There’s one running theme in many of the accounts by the “friends of Palestine.” They’ve gone to the Holy Land to observe and get upset about Israel’s mistreatment of the Palestinians, and in one case after another, to judge by their own accounts, the only thing they actually find to get worked up about is the security procedures that Palestinians have to undergo when they cross from one side of the famous “wall” to the other. Overwrought accounts of what it is like to endure this purportedly insulting, arduous, and humiliating ritual are ubiquitous on these sites. They do not convince. Compared to any number of things that people are being put through in various parts of the world right now on a daily basis, the security procedures at the “wall” seem tame indeed. Virtually never, of course, do any of these websites even admit in passing that the reason for these procedures is the same reason why laborious security procedures have been instituted at international airports in countries around the world: in a word, jihad.
A final point. The websites of several of the Christian friends-of-Palestine organizations note the dramatic decline in the number of Christians in Palestine over the last couple of generations.

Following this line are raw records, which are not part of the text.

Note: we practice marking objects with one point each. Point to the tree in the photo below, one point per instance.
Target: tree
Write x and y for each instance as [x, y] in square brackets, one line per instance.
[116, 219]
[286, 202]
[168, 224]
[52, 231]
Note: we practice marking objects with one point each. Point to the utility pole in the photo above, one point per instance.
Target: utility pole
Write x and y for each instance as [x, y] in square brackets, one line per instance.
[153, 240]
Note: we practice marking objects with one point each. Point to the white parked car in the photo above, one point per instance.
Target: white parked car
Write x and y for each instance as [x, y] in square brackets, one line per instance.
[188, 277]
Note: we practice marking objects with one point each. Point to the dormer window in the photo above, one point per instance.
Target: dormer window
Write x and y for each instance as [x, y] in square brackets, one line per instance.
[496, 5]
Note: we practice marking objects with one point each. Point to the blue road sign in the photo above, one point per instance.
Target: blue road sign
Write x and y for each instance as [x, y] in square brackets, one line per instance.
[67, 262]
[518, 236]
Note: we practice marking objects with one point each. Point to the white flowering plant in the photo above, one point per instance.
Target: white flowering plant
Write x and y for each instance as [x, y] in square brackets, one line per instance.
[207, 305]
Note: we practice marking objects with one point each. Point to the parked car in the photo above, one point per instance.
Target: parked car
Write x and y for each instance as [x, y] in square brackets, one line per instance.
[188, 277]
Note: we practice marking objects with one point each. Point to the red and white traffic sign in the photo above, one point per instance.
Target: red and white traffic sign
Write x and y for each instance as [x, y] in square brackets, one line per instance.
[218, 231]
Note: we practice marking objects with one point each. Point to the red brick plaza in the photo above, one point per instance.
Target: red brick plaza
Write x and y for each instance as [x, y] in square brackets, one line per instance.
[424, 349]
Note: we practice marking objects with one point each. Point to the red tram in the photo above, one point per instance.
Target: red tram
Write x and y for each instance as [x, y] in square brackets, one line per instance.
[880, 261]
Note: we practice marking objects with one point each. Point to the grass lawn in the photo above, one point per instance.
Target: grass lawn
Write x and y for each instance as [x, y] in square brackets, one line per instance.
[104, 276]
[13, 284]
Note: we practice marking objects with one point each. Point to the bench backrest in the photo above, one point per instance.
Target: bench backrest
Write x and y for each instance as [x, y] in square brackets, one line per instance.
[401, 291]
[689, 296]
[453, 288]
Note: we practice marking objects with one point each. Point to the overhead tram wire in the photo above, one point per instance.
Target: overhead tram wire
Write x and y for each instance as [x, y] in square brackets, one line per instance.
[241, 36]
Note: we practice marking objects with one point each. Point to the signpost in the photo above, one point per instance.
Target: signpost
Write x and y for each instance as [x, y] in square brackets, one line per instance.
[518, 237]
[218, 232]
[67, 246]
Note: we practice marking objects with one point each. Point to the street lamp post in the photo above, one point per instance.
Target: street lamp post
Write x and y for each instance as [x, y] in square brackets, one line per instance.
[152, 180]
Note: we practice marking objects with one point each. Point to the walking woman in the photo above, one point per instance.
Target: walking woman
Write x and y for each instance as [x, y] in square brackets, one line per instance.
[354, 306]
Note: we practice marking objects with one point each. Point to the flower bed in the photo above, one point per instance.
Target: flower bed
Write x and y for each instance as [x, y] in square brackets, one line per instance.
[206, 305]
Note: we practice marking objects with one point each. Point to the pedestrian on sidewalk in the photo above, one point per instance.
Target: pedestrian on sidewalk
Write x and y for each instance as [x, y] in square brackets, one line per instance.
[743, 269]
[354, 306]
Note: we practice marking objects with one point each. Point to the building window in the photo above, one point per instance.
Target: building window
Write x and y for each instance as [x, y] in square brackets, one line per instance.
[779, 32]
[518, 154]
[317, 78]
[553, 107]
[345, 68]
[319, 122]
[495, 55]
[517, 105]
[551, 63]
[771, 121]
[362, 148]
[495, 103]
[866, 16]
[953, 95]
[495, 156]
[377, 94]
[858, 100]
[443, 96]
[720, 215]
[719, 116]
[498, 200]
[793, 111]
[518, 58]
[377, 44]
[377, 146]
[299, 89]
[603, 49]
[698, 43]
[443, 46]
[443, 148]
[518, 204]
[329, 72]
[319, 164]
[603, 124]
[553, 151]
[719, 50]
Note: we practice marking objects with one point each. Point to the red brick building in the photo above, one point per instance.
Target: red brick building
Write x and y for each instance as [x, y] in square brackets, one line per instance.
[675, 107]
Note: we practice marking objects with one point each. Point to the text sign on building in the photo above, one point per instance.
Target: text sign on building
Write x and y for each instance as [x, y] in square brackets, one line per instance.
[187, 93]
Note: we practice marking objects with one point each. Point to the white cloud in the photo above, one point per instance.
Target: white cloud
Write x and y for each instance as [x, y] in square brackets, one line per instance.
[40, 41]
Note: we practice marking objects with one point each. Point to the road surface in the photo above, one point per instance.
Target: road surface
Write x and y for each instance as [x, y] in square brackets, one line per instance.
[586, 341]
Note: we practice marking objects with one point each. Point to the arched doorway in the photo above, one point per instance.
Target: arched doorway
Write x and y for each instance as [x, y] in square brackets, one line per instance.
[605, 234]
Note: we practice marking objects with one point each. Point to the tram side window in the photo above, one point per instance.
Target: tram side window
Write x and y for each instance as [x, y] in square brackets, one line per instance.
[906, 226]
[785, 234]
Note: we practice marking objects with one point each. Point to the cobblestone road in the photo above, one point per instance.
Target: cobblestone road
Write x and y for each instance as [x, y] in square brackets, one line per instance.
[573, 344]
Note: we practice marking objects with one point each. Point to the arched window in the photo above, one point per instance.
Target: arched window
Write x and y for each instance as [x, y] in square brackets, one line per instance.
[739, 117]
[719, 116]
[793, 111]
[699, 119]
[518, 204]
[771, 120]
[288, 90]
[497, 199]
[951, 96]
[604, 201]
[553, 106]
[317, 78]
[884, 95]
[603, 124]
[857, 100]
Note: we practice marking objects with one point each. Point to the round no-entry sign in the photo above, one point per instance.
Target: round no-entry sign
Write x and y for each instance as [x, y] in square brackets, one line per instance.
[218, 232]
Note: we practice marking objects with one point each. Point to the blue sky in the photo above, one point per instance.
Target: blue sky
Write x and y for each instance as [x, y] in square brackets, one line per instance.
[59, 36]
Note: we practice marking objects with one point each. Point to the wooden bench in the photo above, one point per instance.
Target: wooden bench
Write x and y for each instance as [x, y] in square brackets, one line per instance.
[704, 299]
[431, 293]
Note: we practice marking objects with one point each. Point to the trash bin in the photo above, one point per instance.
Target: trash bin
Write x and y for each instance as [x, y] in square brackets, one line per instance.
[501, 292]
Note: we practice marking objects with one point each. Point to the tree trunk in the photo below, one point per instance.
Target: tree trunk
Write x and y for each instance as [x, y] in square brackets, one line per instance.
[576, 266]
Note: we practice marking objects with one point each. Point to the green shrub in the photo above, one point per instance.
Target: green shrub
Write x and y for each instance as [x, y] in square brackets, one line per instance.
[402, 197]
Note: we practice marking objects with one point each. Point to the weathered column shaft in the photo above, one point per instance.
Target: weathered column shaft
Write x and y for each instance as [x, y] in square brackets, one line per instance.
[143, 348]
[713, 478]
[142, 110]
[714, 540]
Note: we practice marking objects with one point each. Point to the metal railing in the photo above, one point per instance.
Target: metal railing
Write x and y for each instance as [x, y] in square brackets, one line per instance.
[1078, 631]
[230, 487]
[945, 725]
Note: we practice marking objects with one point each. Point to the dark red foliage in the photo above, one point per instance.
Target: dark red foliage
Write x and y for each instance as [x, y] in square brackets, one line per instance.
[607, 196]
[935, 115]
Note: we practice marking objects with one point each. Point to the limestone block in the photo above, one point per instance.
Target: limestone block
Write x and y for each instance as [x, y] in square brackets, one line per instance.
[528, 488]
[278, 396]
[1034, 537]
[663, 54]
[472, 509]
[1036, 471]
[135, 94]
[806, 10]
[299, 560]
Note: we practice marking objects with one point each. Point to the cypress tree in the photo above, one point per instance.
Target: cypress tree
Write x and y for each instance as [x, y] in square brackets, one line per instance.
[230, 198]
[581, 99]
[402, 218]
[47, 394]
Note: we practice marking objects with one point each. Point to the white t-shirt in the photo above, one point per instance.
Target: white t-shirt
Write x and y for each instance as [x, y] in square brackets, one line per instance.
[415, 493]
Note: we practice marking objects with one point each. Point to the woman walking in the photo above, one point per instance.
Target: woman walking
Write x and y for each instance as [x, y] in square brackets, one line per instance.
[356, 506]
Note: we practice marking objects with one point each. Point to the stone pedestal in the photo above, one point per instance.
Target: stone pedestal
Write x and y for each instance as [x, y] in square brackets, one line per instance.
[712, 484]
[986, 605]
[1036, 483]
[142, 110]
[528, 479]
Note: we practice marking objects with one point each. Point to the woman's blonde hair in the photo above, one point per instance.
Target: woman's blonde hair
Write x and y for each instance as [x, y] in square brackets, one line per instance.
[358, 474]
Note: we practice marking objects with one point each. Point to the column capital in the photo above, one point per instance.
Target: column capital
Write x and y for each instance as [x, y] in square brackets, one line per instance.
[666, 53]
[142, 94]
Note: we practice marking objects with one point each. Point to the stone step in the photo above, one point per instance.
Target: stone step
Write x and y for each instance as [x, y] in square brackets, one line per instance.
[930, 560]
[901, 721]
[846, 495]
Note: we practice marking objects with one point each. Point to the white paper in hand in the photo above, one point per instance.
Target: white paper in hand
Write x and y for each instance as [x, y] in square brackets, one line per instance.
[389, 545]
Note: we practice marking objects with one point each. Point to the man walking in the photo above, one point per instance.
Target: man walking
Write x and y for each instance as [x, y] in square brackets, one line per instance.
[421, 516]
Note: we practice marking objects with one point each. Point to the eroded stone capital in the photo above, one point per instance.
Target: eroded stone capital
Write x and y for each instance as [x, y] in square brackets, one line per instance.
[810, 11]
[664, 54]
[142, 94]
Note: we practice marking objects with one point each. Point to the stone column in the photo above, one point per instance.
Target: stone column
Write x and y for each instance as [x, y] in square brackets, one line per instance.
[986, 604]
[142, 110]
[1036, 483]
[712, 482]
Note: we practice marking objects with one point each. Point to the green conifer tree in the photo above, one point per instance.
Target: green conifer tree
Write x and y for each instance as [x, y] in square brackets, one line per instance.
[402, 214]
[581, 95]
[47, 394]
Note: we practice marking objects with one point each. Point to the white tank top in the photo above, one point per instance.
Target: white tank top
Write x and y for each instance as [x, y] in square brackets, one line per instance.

A typical plaint: “Christians are the minority in this land where the faith was born. Many Palestinian Christians are suffering and leaving the country.” The implication is always that Israel is at fault. At none of these sites is there any mention of the fact that the number of Christians is declining across the Muslim world, and for one reason only. “Christianity ‘close to extinction’ in Middle East,” read a December 23 headline in the Daily Telegraph. No religious group, the Telegraph noted, is more persecuted around the world than Christians, and their chief oppressors are Muslims, thanks to whom “between a half and two-thirds of Christians in the Middle East have left [the Muslim world] or been killed in the past century.” It’s a phenomenon on a massive scale – but one that the mainstream media rarely report on, and one that all the smug, self-satisfied Christians who profess to fret endlessly about the Palestinians don’t show any sign of giving a damn about.